Pre-draft measurables
| Height | Weight | Arm length | Hand span | Wingspan | Bench press |
| 5 ft 10+5⁄8 in (1.79 m) | 204 lb (93 kg) | 30+7⁄8 in (0.78 m) | 9+3⁄4 in (0.25 m) | 6 ft 2 in (1.88 m) | 13 reps |
All values from NFL Combine

===Las Vegas Raiders===
Bowden was selected by the Las Vegas Raiders in the third round with the 80th overall pick of the 2020 NFL Draft. He was officially drafted at the running back position by the Raiders with the intention of using him as a "utility player" on offense.

===Miami Dolphins===
On September 5, 2020, Bowden was traded along with a 2021 sixth round pick to the Miami Dolphins for the Raiders' original fourth round pick that was previously traded to Miami for Raekwon McMillan. Bowden made his NFL debut on September 20, 2020, against the Buffalo Bills, catching one pass for a loss of one yard. He was placed on the reserve/COVID-19 list by the team on November 6, 2020, and activated on November 12. Bowden saw his first significant action in Week 14 against the Kansas City Chiefs, catching seven passes for 82 yards after catching four passes for 41 yards the week prior against the Cincinnati Bengals.

On August 24, 2021, Bowden was placed on injured reserve. On August 30, 2022, he was waived by the Dolphins.

===New England Patriots===
On September 1, 2022, Bowden was signed to the practice squad of the New England Patriots. He signed a reserve/futures contract with the team on January 31, 2023. He was waived on May 10, 2023.

===New Orleans Saints===
On June 15, 2023, Bowden signed with the New Orleans Saints. He was waived on August 29, 2023, and re-signed to the practice squad. On September 13, 2023, Bowden was signed to the active roster.

=== DC Defenders ===
On December 31, 2024, Bowden signed with the DC Defenders of the United Football League (UFL). He was released on March 20, 2025.

=== BC Lions ===
On March 27, 2025, Bowden signed with the BC Lions of the Canadian Football League (CFL). He was released on May 28, 2025.

=== Louisville Kings ===
On January 14, 2026, Bowden was selected in the second round to the Louisville Kings in the United Football League (UFL) Draft. He was released on March 10.
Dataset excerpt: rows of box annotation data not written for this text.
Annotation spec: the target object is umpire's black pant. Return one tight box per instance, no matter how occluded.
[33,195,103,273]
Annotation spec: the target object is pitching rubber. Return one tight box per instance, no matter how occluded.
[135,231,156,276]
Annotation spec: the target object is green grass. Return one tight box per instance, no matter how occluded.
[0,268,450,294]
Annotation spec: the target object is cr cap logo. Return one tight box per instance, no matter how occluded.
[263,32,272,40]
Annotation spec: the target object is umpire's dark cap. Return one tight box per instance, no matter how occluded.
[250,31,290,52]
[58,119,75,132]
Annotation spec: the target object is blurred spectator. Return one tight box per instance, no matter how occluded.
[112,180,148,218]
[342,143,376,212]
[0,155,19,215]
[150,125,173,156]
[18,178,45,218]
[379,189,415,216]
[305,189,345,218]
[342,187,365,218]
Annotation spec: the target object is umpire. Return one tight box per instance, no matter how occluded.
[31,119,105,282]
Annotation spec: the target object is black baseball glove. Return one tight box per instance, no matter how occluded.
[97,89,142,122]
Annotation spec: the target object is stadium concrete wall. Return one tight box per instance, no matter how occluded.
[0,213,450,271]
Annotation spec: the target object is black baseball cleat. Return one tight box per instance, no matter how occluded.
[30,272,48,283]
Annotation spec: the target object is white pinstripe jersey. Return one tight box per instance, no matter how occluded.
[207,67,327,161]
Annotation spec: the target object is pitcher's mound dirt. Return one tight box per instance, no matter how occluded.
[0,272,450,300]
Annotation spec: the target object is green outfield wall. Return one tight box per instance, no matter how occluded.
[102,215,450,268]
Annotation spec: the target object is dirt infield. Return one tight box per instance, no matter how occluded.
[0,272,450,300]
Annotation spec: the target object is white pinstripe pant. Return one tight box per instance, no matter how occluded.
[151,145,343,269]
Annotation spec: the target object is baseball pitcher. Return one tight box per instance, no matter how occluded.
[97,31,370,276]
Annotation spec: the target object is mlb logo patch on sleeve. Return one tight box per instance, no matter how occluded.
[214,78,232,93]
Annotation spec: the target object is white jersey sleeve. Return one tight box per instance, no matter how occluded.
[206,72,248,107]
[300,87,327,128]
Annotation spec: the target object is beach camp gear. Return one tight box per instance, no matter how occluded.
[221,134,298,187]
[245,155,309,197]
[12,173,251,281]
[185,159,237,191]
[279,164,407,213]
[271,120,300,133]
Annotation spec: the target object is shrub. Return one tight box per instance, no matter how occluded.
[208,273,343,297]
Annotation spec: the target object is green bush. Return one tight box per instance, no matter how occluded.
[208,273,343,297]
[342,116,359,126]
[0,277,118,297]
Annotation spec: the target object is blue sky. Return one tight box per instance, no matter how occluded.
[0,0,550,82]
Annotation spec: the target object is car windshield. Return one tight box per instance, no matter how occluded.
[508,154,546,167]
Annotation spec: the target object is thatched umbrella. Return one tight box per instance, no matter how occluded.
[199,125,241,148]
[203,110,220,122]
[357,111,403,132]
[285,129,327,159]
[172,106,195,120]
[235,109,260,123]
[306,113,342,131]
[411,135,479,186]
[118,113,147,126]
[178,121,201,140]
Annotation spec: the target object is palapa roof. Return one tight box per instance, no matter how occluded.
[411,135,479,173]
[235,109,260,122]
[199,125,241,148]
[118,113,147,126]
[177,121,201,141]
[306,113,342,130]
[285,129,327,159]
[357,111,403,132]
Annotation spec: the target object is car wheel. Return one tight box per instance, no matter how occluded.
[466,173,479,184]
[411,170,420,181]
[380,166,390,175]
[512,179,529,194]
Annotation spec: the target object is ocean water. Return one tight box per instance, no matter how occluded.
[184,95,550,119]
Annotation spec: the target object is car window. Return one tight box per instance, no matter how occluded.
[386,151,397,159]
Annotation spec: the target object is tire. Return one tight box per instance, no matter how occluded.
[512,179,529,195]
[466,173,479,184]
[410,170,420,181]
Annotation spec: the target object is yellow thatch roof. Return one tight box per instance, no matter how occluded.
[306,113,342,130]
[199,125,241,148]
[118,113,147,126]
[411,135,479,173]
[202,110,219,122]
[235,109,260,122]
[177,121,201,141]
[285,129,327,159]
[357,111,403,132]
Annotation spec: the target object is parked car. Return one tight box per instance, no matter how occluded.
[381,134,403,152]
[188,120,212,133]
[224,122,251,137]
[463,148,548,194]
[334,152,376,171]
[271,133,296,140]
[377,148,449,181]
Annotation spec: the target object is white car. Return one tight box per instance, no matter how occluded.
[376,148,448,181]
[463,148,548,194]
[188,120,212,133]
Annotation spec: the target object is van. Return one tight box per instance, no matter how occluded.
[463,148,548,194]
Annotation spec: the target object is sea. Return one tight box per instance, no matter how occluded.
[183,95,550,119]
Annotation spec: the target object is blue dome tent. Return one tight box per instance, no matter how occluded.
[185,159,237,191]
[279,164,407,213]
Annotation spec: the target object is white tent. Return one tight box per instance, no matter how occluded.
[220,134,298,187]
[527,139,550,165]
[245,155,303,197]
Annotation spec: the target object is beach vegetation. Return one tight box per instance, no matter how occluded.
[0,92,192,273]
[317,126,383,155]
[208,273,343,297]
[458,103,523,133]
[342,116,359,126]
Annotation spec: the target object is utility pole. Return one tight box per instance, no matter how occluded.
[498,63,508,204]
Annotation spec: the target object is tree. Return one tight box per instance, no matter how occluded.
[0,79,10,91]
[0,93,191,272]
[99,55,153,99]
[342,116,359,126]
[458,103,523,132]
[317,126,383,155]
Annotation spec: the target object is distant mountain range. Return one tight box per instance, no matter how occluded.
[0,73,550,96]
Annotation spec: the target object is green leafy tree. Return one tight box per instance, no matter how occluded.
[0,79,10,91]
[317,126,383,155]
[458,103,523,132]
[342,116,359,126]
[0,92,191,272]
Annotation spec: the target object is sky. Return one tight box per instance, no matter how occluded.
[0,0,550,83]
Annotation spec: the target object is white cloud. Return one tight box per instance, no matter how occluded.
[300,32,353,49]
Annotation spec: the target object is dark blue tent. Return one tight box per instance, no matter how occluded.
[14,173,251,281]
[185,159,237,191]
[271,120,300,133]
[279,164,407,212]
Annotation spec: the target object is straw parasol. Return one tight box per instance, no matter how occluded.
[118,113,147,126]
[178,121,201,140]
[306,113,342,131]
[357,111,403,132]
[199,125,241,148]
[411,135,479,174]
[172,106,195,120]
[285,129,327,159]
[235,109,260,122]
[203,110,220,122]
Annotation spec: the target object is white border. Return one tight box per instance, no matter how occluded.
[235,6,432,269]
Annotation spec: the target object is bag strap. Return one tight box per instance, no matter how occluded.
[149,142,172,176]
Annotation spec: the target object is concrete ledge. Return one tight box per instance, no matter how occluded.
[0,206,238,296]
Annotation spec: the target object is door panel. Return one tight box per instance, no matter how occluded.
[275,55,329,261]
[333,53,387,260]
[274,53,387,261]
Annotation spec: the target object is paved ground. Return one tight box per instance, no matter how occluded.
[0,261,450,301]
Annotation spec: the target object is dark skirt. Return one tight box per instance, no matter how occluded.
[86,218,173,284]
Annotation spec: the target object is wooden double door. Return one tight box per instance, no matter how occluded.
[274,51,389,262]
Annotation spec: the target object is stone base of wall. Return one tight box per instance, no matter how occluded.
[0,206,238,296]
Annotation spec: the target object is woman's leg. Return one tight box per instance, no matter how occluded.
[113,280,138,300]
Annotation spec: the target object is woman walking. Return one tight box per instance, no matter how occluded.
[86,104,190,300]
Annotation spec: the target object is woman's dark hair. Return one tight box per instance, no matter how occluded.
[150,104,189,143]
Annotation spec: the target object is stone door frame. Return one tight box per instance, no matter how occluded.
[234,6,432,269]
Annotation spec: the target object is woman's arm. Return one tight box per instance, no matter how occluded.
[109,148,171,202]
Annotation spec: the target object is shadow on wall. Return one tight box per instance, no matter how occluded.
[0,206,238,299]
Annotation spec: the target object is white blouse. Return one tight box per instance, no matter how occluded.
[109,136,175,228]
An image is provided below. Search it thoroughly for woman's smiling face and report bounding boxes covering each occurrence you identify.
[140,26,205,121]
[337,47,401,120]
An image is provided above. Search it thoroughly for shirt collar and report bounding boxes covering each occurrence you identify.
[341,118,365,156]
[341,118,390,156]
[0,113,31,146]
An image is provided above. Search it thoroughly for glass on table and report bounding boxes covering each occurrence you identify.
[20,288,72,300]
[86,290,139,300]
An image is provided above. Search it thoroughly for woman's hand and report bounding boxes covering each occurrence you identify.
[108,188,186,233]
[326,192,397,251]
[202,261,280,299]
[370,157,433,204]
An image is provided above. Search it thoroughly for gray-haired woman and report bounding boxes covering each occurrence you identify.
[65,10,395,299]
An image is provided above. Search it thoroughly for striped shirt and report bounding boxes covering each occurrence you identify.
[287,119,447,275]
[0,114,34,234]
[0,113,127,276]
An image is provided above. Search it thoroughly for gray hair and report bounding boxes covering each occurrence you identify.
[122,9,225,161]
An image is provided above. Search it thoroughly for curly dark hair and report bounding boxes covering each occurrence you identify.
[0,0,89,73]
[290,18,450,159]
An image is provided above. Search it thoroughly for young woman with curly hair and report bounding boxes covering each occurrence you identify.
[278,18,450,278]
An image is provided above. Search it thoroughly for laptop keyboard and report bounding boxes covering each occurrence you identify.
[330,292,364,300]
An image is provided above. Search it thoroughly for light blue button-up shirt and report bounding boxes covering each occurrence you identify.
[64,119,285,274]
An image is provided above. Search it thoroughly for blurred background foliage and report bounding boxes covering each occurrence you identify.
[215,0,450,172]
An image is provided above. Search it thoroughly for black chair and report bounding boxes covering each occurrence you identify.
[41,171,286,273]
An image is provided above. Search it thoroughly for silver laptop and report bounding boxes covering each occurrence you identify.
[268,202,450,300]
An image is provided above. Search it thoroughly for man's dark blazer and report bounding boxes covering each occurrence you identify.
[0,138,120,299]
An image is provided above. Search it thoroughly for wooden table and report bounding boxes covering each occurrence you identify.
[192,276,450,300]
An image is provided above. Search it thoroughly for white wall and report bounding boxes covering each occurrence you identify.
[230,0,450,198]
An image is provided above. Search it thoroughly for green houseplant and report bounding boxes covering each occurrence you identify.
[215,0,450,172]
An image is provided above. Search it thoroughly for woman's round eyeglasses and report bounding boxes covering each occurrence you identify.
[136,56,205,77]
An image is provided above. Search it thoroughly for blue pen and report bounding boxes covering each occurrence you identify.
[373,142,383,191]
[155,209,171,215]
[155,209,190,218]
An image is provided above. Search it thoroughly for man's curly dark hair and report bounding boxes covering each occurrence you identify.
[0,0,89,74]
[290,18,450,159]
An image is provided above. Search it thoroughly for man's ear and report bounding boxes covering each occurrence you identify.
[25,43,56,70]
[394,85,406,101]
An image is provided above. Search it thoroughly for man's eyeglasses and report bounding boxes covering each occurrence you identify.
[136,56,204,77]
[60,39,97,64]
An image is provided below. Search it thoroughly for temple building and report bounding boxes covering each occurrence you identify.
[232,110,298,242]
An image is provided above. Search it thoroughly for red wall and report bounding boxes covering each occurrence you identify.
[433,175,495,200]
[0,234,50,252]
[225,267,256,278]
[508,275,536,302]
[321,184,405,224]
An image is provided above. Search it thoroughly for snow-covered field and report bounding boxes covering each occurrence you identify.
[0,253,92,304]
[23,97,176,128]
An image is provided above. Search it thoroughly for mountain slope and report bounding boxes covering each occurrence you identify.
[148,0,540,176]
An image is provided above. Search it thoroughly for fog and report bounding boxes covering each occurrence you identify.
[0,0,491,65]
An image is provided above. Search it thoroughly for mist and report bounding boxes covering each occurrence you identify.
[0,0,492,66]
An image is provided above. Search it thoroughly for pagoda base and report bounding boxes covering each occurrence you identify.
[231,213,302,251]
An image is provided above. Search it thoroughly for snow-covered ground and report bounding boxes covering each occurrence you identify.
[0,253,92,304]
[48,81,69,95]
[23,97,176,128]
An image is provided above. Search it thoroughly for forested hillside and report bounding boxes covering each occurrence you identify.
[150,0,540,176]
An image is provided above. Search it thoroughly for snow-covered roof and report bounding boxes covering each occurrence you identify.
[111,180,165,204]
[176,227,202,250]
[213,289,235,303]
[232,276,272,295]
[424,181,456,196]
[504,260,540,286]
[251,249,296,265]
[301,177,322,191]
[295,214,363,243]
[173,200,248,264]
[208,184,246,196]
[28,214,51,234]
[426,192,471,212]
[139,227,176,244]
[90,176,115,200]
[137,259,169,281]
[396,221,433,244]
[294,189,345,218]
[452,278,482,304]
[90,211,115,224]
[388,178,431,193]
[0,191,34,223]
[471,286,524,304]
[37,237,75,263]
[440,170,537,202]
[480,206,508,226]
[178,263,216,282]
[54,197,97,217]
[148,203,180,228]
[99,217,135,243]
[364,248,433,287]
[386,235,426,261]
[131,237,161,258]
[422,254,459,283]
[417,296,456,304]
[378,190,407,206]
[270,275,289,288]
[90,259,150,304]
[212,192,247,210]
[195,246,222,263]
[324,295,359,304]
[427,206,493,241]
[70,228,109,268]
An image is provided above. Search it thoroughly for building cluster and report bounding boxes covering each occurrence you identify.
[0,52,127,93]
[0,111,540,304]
== NFL career statistics ==

Legend
| Bold | Career best |

=== Regular season ===

Year: Team; Games; Receiving; Rushing; Returning; Fumbles
GP: GS; Rec; Yds; Avg; Lng; TD; Att; Yds; Avg; Lng; TD; Ret; Yds; Avg; Lng; TD; Fum; Lost
2020: MIA; 10; 4; 28; 211; 7.5; 22; 0; 9; 32; 3.6; 11; 0; 0; 0; 0.0; 0; 0; 0; 0
2021: MIA; DNP
2022: NE; 1; 0; 0; 0; 0.0; 0; 0; 0; 0; 0.0; 0; 0; 0; 0; 0.0; 0; 0; 0; 0
2023: NO; 15; 3; 11; 83; 7.5; 17; 0; 5; 32; 6.4; 29; 0; 10; 117; 11.7; 28; 0; 1; 0
Career: 26; 7; 39; 294; 7.5; 22; 0; 14; 64; 4,6; 29; 0; 10; 117; 11.7; 28; 0; 1; 0

==Personal life==
Bowden has a son and daughter. His cousin Derek Culver played basketball at West Virginia and formerly played for the NBA G League teams Fort Wayne Mad Ants, Wisconsin Herd, and Delaware Blue Coats. Bowden has over 70 tattoos.